3. die Beklagten gesamtschuldnerisch zu verurteilen, an sie 1.157,00 € nebst Zinsen in Höhe von 5 %-Punkten über dem Basiszinssatz seit dem 14.04.2007 zu zahlen;

4. festzustellen, dass die Beklagten gesamtschuldnerisch verpflichtet sind, ihr sämtliche Schäden zu ersetzen, welche ihr aus der im vorgenannten Unterlassungsantrag beschriebenen Handlungen bereits entstanden sind oder noch entstehen werden.

Die Beklagten haben beantragt, die Klage abzuweisen.

Die Beklagte zu 1) hat im Wege der Widerklage beantragt, die Klägerin zu verurteilen, es bei Androhung der gesetzlichen Ordnungsmittel zu unterlassen, auf die Internetseiten der Beklagten zu 1) dergestalt zuzugreifen, dass über einen Zeitraum von mindestens zwei Stunden im Durchschnitt von höchstens 11 Sekunden jeweils eine weitere Seite aufgerufen wird, so wie am 19.03.2007 zwischen 10.41 Uhr und 12.40 Uhr geschehen.

Die Klägerin hat beantragt, die Widerklage abzuweisen.

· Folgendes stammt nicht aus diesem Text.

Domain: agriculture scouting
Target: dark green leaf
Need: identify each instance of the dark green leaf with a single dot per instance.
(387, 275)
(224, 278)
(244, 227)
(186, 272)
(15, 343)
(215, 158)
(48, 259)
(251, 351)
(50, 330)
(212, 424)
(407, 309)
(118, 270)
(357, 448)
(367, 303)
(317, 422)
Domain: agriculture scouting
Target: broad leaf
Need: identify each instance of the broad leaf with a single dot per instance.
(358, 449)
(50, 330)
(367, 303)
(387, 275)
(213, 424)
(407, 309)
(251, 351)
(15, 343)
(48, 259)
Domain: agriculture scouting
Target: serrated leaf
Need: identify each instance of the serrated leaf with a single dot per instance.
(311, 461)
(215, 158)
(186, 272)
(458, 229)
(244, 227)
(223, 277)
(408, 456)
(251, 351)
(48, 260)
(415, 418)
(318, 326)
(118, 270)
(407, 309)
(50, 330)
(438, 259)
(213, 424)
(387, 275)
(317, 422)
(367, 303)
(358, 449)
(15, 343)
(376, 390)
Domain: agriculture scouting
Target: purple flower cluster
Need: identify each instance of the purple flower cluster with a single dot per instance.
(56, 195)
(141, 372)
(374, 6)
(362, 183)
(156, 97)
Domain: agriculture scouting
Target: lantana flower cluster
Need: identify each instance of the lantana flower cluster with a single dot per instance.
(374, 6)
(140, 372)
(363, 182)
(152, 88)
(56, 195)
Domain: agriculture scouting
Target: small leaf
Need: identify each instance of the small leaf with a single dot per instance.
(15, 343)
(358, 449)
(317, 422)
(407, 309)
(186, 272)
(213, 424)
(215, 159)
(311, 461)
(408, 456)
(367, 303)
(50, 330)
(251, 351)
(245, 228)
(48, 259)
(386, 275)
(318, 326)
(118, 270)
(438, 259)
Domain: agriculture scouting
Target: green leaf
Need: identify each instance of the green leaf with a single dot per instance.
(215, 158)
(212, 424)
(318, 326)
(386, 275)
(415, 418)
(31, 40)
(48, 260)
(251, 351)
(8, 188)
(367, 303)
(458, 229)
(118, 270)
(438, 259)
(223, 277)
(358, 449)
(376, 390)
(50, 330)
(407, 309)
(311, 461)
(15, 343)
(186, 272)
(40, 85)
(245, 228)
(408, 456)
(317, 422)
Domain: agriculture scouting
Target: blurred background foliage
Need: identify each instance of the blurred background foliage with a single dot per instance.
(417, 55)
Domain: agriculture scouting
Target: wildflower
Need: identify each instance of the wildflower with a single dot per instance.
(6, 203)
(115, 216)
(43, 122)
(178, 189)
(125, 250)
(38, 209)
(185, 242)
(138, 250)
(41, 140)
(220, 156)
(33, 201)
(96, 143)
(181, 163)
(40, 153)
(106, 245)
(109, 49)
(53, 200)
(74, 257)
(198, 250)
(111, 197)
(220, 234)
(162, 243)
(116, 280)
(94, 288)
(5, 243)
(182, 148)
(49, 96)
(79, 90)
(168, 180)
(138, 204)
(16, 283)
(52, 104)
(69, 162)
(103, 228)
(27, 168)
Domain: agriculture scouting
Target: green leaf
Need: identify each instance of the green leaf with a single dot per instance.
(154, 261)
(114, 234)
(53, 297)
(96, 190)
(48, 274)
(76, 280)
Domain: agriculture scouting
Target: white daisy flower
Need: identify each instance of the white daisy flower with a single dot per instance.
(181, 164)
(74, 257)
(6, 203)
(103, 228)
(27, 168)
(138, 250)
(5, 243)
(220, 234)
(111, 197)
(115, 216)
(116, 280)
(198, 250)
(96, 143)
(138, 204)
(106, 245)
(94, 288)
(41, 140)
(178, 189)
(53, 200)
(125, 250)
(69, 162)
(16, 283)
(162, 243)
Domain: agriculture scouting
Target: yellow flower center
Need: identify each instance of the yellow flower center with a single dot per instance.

Die Beklagten haben gemeint, die Sperrung sei rechtmäßig gewesen, und bestritten, dass die Zugriffe der Klägerin zur Überprüfung einer Werbeaussage erfolgt seien. Sie haben behauptet, die Sperrung sei schon mangels vorheriger Kenntnis der klägerischen IP-Adresse nicht gezielt erfolgt. Sie sei vielmehr automatisch durch ihre Sicherheitssoftware ausgelöst worden, die bei dem Zusammentreffen unterschiedlichster Auffälligkeiten (Zugriffszahlen, -seiten, etc.) einschreite, deren exakte Funktionsweise sie jedoch aus Sicherheitsgründen nicht offen zu legen bereit seien. Die Klägerin habe sich bei ihrem Vorgehen nicht wie ein normaler Kunde verhalten. Vielmehr deute ihr Aufrufverhalten auf den mit der Gefahr von Betriebsstörungen verbundenen Zugriff von Schwachstellenscannern und Spam-Systemen hin.

Hinsichtlich der Widerklage hat die Beklagte zu 1) die Auffassung vertreten, nicht ihr Verhalten, sondern das Verhalten der Klägerin stelle eine wettbewerbswidrige und daher zu unterlassende Behinderung dar. Die von der Klägerin hiergegen erhobene Verjährungseinrede greife nicht durch, da sie, die Beklagte, erst mit Zustellung der einstweiligen Verfügung am 27.04.2007 Kenntnis von der Identität des „Angreifers“ erlangt habe.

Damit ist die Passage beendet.